Open jorainer opened this issue 5 years ago • 16 comments

For issue #375 we need a function to reconstruct the MS2 spectrum from the list of Chromatogram objects. Can you add that @michaelwitting ?

jorainer avatar May 09 '19 08:05 jorainer

Can do that. The other way round, can you get a function to correlate Chromatograms that is fast (based on biocParallel?) May idea would be to take a matrix of correlation values and everything above treshold goes into the MS2 spectrum. Intensities should be which ones? into?

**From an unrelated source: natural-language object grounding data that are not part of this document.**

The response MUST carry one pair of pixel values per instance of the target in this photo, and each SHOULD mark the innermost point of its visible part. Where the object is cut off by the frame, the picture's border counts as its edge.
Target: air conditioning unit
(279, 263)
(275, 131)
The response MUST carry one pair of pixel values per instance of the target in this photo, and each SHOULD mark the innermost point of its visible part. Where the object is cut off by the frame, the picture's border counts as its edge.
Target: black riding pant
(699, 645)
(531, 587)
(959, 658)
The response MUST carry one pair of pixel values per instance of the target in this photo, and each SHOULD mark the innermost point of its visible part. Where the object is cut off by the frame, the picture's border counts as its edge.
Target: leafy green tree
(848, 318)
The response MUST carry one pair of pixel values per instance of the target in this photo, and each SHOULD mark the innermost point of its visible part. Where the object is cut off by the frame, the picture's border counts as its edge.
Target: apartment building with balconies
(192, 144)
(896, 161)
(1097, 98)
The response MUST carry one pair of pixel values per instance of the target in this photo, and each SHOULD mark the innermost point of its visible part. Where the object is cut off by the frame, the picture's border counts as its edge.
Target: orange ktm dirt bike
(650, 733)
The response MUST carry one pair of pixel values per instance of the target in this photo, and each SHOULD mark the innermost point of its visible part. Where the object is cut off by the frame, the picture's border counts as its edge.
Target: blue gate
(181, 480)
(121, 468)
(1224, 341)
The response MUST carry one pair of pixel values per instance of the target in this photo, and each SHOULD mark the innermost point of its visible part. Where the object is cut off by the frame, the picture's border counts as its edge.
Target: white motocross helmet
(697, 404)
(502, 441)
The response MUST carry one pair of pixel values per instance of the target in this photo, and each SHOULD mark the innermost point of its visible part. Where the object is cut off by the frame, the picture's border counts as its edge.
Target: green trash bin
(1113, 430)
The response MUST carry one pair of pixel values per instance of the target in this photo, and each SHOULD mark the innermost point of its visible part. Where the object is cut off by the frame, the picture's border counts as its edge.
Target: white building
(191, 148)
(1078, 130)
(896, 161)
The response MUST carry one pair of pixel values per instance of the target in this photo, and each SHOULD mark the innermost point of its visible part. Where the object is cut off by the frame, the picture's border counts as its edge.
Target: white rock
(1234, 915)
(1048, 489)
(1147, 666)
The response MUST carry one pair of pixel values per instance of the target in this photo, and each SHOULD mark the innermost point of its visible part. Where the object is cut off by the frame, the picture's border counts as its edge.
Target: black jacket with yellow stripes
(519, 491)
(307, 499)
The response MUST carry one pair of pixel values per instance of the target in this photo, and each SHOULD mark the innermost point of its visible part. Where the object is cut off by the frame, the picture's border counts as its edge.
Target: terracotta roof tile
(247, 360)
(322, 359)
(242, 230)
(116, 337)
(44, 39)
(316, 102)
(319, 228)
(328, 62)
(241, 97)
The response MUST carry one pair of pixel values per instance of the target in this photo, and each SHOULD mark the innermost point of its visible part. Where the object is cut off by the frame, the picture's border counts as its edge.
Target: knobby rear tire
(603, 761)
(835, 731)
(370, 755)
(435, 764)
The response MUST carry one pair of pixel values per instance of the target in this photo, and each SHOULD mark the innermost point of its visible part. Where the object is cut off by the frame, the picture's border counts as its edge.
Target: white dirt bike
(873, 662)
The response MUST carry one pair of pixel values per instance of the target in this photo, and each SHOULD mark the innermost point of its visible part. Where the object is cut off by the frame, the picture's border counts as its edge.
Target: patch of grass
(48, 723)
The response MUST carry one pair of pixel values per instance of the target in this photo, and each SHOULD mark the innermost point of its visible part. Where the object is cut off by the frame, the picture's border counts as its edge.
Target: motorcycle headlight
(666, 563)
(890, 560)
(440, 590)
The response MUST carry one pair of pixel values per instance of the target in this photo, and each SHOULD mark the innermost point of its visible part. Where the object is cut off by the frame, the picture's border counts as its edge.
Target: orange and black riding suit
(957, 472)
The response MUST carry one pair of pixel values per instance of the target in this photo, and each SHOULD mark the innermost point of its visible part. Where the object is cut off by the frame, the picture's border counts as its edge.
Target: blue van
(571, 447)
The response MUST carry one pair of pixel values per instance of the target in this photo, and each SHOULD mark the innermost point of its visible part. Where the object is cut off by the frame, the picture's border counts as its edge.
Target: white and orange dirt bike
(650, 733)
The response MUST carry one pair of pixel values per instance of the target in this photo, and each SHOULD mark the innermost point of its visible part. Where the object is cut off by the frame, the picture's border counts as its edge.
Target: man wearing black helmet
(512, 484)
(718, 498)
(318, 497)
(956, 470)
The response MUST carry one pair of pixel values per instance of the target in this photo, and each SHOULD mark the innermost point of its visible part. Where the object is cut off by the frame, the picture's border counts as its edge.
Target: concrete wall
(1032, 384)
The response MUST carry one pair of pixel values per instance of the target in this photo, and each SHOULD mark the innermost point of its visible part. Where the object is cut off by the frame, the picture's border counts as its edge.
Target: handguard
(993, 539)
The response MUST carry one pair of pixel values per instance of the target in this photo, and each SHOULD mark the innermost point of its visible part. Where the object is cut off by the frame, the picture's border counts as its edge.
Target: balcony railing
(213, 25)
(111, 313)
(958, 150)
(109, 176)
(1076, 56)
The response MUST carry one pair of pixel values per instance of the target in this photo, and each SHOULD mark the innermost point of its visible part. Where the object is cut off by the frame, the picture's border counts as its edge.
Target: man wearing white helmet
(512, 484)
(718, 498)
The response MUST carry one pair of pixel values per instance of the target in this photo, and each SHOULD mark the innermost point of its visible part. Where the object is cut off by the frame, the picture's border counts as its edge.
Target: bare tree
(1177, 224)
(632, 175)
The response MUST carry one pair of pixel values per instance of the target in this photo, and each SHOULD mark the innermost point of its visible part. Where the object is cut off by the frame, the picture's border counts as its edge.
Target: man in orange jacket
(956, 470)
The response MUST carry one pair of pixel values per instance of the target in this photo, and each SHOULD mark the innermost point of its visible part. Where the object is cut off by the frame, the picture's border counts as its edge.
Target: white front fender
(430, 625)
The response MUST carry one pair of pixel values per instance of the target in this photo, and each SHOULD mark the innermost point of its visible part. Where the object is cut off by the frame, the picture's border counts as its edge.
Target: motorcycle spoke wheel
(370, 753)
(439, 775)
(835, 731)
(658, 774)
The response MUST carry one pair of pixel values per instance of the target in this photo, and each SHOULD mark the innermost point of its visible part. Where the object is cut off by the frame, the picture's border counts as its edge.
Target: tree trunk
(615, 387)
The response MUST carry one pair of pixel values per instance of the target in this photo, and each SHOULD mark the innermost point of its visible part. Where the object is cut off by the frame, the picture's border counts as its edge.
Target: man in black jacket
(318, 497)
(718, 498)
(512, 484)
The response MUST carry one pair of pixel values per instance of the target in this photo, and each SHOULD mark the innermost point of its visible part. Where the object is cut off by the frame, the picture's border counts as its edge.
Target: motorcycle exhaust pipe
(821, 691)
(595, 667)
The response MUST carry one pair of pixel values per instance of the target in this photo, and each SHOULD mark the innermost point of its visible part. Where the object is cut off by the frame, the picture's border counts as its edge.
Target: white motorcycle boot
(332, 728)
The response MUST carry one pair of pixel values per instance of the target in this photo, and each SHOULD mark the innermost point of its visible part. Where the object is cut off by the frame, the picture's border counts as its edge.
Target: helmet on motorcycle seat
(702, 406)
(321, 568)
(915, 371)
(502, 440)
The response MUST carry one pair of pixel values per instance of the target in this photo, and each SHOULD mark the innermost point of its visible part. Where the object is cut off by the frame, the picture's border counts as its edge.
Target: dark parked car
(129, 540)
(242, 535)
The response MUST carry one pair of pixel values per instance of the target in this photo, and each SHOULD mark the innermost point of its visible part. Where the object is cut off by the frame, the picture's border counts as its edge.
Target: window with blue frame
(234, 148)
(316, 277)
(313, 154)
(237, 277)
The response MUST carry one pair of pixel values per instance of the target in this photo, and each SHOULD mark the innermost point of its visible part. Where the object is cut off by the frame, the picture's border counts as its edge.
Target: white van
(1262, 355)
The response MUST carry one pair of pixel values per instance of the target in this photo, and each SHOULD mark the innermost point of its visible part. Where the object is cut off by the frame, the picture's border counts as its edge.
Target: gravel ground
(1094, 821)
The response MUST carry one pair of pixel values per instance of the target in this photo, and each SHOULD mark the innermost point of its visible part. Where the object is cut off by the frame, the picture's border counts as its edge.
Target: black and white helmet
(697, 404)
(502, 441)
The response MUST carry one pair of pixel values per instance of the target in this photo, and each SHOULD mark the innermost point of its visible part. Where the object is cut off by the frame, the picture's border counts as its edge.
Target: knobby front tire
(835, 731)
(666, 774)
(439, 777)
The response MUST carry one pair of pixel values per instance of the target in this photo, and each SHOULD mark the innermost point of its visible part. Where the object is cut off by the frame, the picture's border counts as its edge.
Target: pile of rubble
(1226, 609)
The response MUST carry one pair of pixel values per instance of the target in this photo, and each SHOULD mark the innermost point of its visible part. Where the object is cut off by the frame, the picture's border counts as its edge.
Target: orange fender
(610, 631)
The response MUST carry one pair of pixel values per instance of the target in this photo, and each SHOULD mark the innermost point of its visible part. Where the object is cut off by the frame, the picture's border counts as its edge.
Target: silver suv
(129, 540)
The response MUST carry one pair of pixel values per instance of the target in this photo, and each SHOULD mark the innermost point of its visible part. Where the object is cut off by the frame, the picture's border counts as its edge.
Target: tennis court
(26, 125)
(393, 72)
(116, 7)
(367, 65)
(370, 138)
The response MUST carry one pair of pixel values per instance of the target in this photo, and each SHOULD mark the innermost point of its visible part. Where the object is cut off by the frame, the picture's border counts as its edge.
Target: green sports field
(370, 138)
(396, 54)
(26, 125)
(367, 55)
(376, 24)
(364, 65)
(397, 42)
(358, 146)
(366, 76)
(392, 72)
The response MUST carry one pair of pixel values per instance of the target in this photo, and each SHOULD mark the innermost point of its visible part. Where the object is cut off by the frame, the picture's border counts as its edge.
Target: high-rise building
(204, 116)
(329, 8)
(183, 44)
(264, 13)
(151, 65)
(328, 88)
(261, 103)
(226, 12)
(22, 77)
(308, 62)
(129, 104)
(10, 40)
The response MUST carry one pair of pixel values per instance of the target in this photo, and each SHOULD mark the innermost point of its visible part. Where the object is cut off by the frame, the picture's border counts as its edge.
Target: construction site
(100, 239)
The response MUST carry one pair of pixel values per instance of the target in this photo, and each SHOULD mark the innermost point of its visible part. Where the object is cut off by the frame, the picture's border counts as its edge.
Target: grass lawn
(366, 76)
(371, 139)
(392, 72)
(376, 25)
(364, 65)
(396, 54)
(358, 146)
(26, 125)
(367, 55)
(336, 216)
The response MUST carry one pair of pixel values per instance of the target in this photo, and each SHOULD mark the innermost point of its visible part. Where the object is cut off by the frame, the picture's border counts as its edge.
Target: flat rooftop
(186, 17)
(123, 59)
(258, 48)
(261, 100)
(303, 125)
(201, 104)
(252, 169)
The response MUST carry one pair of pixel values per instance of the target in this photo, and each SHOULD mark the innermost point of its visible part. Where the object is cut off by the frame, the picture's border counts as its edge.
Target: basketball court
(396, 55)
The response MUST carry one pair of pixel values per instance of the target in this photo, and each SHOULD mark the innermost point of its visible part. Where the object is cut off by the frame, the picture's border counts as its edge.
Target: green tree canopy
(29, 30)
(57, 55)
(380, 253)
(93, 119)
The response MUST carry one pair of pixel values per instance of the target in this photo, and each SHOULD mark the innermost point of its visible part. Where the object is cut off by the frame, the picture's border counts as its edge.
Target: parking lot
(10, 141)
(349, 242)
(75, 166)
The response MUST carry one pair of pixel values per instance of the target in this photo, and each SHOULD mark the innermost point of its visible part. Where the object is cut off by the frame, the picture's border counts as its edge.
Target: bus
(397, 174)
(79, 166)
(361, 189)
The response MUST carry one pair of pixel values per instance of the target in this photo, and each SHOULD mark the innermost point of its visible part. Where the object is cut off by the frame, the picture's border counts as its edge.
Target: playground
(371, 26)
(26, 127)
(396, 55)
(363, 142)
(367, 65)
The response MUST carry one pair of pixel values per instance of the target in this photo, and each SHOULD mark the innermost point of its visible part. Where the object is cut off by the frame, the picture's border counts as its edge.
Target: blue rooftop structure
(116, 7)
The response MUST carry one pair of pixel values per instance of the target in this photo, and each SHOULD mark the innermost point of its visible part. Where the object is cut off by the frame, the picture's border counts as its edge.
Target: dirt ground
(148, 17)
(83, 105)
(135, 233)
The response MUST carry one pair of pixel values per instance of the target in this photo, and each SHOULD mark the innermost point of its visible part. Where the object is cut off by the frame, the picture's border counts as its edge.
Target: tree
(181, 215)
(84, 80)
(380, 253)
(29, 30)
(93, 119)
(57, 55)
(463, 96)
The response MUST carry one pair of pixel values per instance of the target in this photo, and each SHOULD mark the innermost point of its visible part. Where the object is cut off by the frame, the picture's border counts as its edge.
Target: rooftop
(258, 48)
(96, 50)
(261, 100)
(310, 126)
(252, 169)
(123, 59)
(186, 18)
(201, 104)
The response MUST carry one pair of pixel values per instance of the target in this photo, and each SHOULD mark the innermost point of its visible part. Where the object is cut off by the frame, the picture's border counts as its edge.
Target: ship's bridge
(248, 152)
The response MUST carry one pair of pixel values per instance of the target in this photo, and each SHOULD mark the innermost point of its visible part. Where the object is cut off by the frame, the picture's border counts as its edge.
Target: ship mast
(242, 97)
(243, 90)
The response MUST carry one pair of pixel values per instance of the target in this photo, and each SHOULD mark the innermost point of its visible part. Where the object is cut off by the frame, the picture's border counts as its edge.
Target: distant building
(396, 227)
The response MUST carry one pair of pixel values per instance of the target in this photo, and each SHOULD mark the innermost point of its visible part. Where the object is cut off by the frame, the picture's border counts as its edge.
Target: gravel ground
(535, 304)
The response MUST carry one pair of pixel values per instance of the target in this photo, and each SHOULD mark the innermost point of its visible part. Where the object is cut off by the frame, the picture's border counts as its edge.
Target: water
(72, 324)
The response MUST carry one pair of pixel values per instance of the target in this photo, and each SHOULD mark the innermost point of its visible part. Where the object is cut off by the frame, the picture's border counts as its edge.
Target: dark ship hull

michaelwitting avatar May 09 '19 09:05 michaelwitting

Re correlation of Chromatograms, yes, can do that.

Regarding the reconstruction - I didn't yet think of the best way. into sounds good, but might be nice if we could also use a different column instead. Could the function take a chromPeak matrix as input and return a Spectrum2 of that? mz being the "mz" column and intensity configurable by a parameter?

jorainer avatar May 09 '19 10:05 jorainer

That was the plan, so: Yes. Do we have the chromPeaks already with MS2 levels and pockets? I will think about a function... Maybe not today, but until Sunday, when I'm in the plane to Greece.

michaelwitting avatar May 09 '19 10:05 michaelwitting

After aligning and correlation we will have a chromPeaks matrix containing only the (MS2) peaks for one MS1 chrom peak that pass the correlation criteria. So it should be straight forward I think.

jorainer avatar May 09 '19 10:05 jorainer

Question @michaelwitting : do we expect that the MS2 signal for an ion is higher than the corresponding MS1 signal? The plot below shows the MS1 chromatogram in black (thick line) and all MS2 chromatograms for that m/z and retention time in light grey/blue if their correlation is > 0.8.

Rplot

Should we add an additional criteria to check that, apart from the correlation coefficient, also the max intensity of the MS2 is <= the max intensity of the MS1?

jorainer avatar May 10 '19 06:05 jorainer

Yes, fragment intensities can be higher then the original one. I would say we only use the correlation for the moment and return a Spectrum2 object that can be then cleaned by additional means.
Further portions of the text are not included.